Удерживаясь за поручень, кое-как добралась до заднего ряда и плюхнулась на сиденье, непослушными пальцами застегнула куртку.
Да, здесь гораздо сильнее трясло и подбрасывало, но зато меня не разглядеть с улицы…
Едва мы выехали на трассу, я опять расплакалась.
По щекам текли слёзы, сердце ныло, сжимаясь от обиды и унижения, жаловалось. А я, дрожа всем телом, крепко прижимала к животу сумку и чувствовала себя безумно одинокой.

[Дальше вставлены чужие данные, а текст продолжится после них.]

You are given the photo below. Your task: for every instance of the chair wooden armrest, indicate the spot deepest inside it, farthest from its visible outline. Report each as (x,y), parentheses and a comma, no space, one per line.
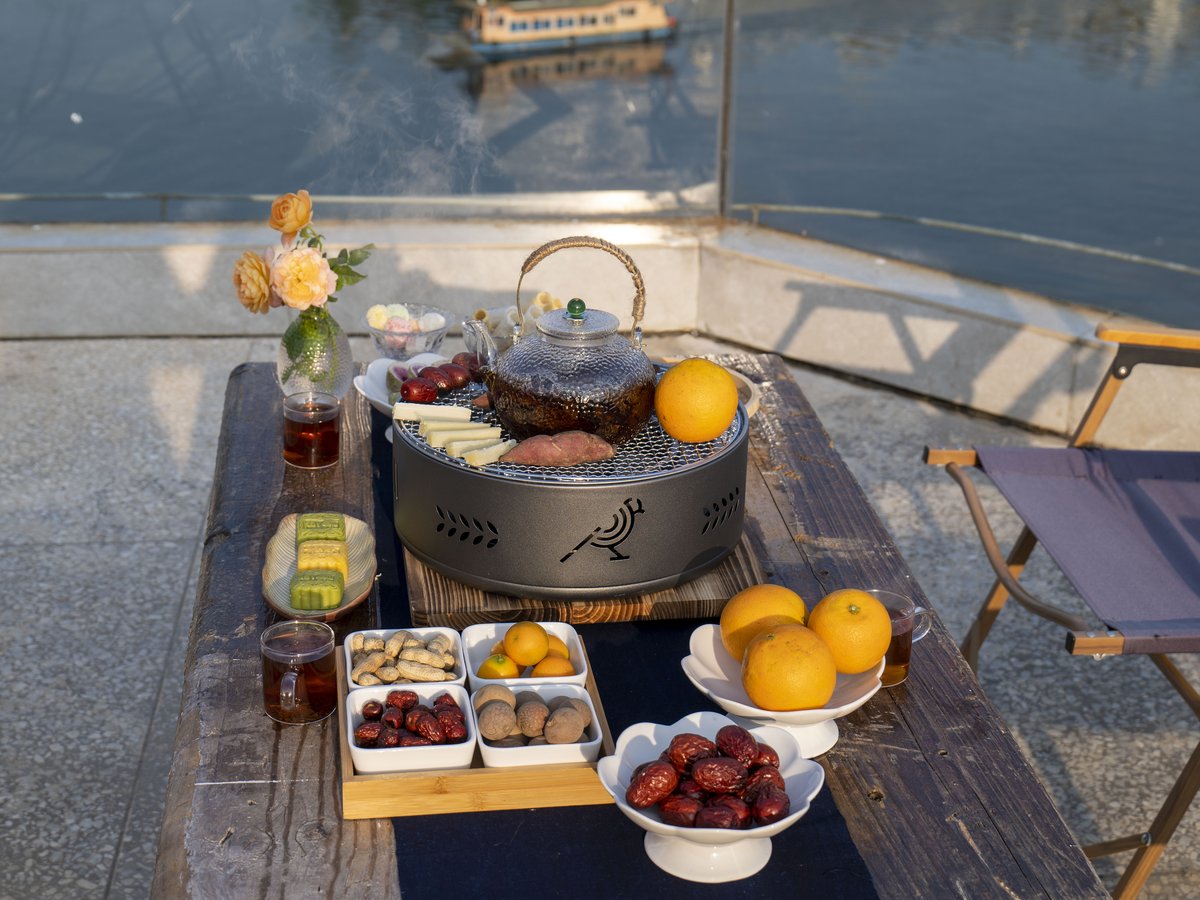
(1173,337)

Когда мы въехали в город, я более-менее успокоилась. Пассажиры покидали автобус на своих остановках, в салоне пустело, а я всё ехала и ехала. Здравый рассудок подсказывал, что сейчас мне ни в коем случае нельзя возвращаться домой: это первое место, куда нагрянет полковник, едва обнаружит мою пропажу. В том, что он отправится на мои поиски, я почему-то не сомневалась.
На смену прежним эмоциям пришли злость и решимость… Было бы неплохо где-то затаиться. Чем больше времени пройдёт до встречи с Вячеславом Алексеевичем, тем лучше. Для нас обоих. Пусть он остынет, успокоится, а я всё обдумаю и морально подготовлюсь к разговору.
Непроизвольно сжала в руках сумку, на дне которой лежала связка ключей. Не только от квартиры…
Доехав до автостанции, я вышла из ПАЗика и прямой наводкой направилась в кассы. Купила билет и, присев на пластиковое кресло в зале ожидания, посмотрела на часы – до отбытия оставалось полчаса.
Задумавшись, кивнула своим мыслям и отлучилась в супермаркет. Купила немного еды и как раз подоспела к ожидающему с открытыми дверями автобусу.
Домчались минут за сорок.
В деревушке Голыши в эту пору было тихо. Дачники разъехались, и почти все дома стояли пустые, утопая в снегу. Теперь жизнь здесь закипит лишь с приходом весны: зажужжат садовые триммеры, затарахтят культиваторы, хозяйки привезут из города рассаду... От представшей перед глазами картины я улыбнулась.
Миновав пару домов по широкой, хорошо расчищенной дороге, шагнула к забору из профнастила высотой в человеческий рост и мгновенно провалилась по щиколотку в снег.
Мне повезло, что за две недели не выдалось сильных снегопадов.
Выудив из сумки связку, я зазвенела ключами по железу и очутилась во дворе. Уже на автомате, даже не поворачивая головы, протянула левую руку и схватилась за черенок деревянной лопаты.
Ловко расчистив снег, что мешал подобраться к домику, я вернула на место инструмент и попыталась закрыть дверь забора на засов. Не получилось: он намертво примёрз и никак не хотел поддаваться.
– Ну, и чёрт с тобой, – бросив эту затею, я направилась к крыльцу и уже через несколько минут вошла в холодный дом.
Зябко поёжившись, поставила пакет с продуктами и сумку на стол и побежала за дровами. После чего, не снимая куртки, растопила печку, радуясь про себя, что год назад, покупая этот аккуратный домик из красного кирпича, сдержалась и не рассказала о нём ни единой живой душе. Так он и стал моим тайным местом. Моим убежищем, где я могла подумать… или просто отдохнуть. Вспомнить… или, напротив, забыться.